What about the workers? Vanstone’s Bulldust Buster: Labor’s Reality Check
“I recently asked for fact sheets in graphic form showing what has happened to my portfolio’s constituency, generally speaking, over the last decade.
“The picture this paints is even clearer, starker and more revealing than I had expected.
“Labor pretends to itself and its supporters that it’s the party of the workers, unemployed and the poor.
“It’s time that Labor, its apparatchiks, supporters and sympathisers had a reality check.
“You don’t have to look far behind the somewhat academic analysis to see the devastating impact, not so much on the figures, but on real people’s lives, of Labor’s economic mismanagement.

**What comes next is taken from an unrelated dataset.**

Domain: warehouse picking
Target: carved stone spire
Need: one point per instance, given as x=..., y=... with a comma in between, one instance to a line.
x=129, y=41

“Labor has never understood that our commitment to sound economic management has got little to do with ideology, nothing to do with academia and nothing to do with interest groups. It’s got everything to do with what happens to real people, to workers, to the poor and to people on welfare when the economy is in disarray.
“Perhaps the coldest bucket of water to be thrown over Labor’s delusion of supporting the workers is the fact that Labor drove the real wages of low income workers down and the Howard government’s economic management has seen the minimum wage increase by over 8% in real terms.
“The odious and contemptible fact is that Labor shamelessly boasted about the decline in real minimum wages.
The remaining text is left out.